Watch for a revamp of Google Pay as a peer-to-peer payments system, as Apple tinkers with its rewards program, says the New York Times.

Google Wallet is expected to be revamped as a peer-to-peer payments system. Marguerite Reardon/CNET

Apple and Google are getting ready to up their ante in the mobile wallet market, going head-to-head for dominance of a sector expected to explode in consumer popularity in coming years.

Google will unveil an overhaul of its mobile-payments products Thursday during its annual I/O developer conference in San Francisco, according to the New York Times. The search giant is said to have revamped its Google Wallet as a peer-to-peer payments app that will allow users to send each other money through their bank accounts. The company is also expected to offer more details about Android Pay, the payment platform for retailers it unveiled in March.

Apple, meanwhile, is expected to unveil enhancements to Apple Pay next month at its Worldwide Developers Conference, including a rewards program for users of its mobile wallet, according to the Times.

Apple and Google did not immediately respond to requests for comment.

The moves highlight the intensifying competition for mobile payments, the ability to pay for goods and services with a smartphone. In addition to deeper entrenchment in the financial services industry, the efforts are seen as an avenue to attract more consumers to the tech giants' products and services.

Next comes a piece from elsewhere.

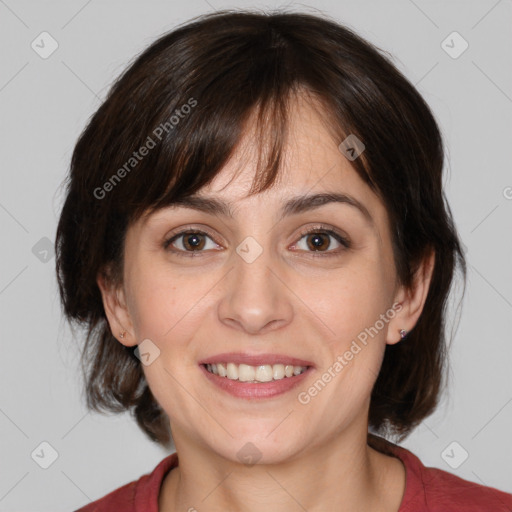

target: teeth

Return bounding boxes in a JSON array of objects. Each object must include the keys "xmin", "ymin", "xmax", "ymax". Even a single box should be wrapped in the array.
[{"xmin": 206, "ymin": 363, "xmax": 307, "ymax": 382}]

Gaining consumer loyalty early may mark the difference in the mobile-payments market, which is expected to grow next year to $27.5 billion in US transactions from last year's $3.5 billion, according to market research firm eMarketer. The number of mobile payment users in the US is expected to hit 36.2 million next year, more than twice the number using digital wallets in 2014, the researcher said. That pace is expected to continue into 2018, when eMarketer foresees 57 million consumers using their smartphones to checkout at store registers.

While a handful of mobile-payments efforts have been around for the past couple of years, Apple jump-started interest last fall with the introduction of Apple Pay , which allows consumers to make credit card purchases with an iPhone 6 or iPhone 6 Plus . Less than 72 hours after its debut, 1 million credit cards had been used on the service.

Like Apple Pay, Android Pay will run on near-field communications, or NFC, a technology that uses an embedded chip to talk with compatible registers. But unlike Apple's services, Android Pay will not be a standalone app, serving instead as the platform for third-party store and payment apps.

In addition to competing against each other, the two companies also face stiff competition from other companies that offer similar mobile payments services. Samsung, for instance, offers its new Samsung Pay feature on the Galaxy S6 and Galaxy S6 Edge smartphones. PayPal, the digital payments unit being spun off from eBay later this year, plans to acquire Paydiant, a startup that helps companies such as Subway and Capitol One build mobile payments options.